T&T's high crime level is at the centre of ongoing discussions between LIAT and the Leeward Islands Airline Pilots Association (LIALPA), as the airline pushes to establish a base in T&T reduce its overnighting crews' US$1 million annual bill. "The need for the new base arises from LIAT having to overnight a minimum of 18 crew members every night in hotels in Port-of-Spain at an annual cost of over US$1 million. "The opening of a base in Trinidad is a part of the company's attempts to respond to the dynamics of regional inter-island traffic, including Trinidad's significance as a business and commercial centre for the southern Caribbean," LIAT, in a release issued last Thursday. In response, LIALPA issued its own statement yesterday to "set the record straight and dispel the inaccuracies stated in the LIAT press statement."
LIALPA said, "Whilst the LIAT's press release admits to 'increased security risks associated with Trinidad,' it addressed this risk in terms of burglar alarms and cameras. It does not specifically address the issue demanded by the pilots that their housing must be in a secured gated community." The pilots' association said, "The Government of T&T has clearly stated that crime is out of control and is their number one priority. "Travel warnings have been issued by the United States, Canada and the United Kingdom to their citizens. Earlier this year, a former LIAT captain was shot to death trying to foil an attempt to kidnap his wife. "It is unsafe for aircrews to be operating while emotionally distressed over the safety of their families left behind."
LIAT's regional bases
The pilots said LIAT/LIALPA collective agreements have in the past specified as many as five bases at one time, for example, St Lucia, St Kitts, Grenada, Antigua and Barbados. "The current agreement states that Antigua is the only base, but the 2001 agreement allows for both Antigua and Barbados. Currently, as a documented agreement before the arbitration tribunal headed by Justice LeRoy Inniss, it is clearly stated that the parties have agreed that the bases would be Antigua and Barbados. "Whilst the collective agreement allows for crew transfers between countries, they must first be designated as bases," LIALPA stated.

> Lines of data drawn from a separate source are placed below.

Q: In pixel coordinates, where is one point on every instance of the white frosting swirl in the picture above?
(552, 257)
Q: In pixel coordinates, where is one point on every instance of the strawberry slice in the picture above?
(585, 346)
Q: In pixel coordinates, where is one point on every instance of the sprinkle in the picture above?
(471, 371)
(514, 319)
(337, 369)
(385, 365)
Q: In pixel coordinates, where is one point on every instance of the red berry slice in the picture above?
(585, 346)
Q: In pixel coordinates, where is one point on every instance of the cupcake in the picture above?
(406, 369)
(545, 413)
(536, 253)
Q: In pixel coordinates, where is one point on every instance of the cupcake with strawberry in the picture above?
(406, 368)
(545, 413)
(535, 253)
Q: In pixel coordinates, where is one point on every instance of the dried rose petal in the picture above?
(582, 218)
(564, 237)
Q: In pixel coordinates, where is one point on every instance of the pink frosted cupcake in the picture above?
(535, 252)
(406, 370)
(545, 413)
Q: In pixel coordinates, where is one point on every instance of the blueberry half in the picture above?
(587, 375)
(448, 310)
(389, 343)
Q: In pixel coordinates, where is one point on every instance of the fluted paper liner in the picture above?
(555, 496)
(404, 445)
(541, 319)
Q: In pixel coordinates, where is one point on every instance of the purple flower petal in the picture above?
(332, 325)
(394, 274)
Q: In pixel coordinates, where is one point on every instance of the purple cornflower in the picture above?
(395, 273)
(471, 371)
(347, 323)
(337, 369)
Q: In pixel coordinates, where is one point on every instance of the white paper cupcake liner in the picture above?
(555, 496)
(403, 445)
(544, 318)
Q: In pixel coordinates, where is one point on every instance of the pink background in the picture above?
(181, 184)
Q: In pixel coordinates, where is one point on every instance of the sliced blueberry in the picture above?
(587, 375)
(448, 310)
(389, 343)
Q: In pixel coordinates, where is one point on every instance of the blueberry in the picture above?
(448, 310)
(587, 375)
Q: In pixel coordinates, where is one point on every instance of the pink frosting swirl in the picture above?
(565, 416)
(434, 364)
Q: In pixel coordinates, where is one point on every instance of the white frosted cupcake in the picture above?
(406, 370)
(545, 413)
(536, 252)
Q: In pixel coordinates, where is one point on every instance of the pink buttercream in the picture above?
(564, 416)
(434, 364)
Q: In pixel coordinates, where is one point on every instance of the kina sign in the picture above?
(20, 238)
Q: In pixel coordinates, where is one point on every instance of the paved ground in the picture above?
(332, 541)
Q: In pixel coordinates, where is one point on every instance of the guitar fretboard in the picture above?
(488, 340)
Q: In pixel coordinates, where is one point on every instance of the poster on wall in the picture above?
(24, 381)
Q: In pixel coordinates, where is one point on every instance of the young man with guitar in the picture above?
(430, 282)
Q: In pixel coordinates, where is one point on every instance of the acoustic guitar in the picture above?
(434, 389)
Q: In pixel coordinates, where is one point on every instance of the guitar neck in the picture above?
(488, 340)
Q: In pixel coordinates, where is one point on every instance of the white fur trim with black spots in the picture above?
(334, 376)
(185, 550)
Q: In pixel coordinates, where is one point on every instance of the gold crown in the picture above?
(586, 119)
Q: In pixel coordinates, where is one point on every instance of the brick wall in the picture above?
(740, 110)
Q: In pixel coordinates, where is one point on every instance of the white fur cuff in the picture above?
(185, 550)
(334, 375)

LIAT said its management retained professional accounting and consulting services firm PriceWaterhouseCoopers (PWC) to undertake a cost of living adjustment (COLA) study to assess any differentials in costs that might arise for pilots and flight attendants as a result of having to be based in Trinidad. "The PWC study specifically included costs associated with the increased security risks associated with Trinidad," LIAT stated. In response, the pilots said, "Contrary to their press statement, while LIALPA is willing to accept all finding and assumptions of LIAT's consultancy firm, LIAT has flatly rejected the financial assumption applied by that firm that housing cost should not exceed one-third of salary."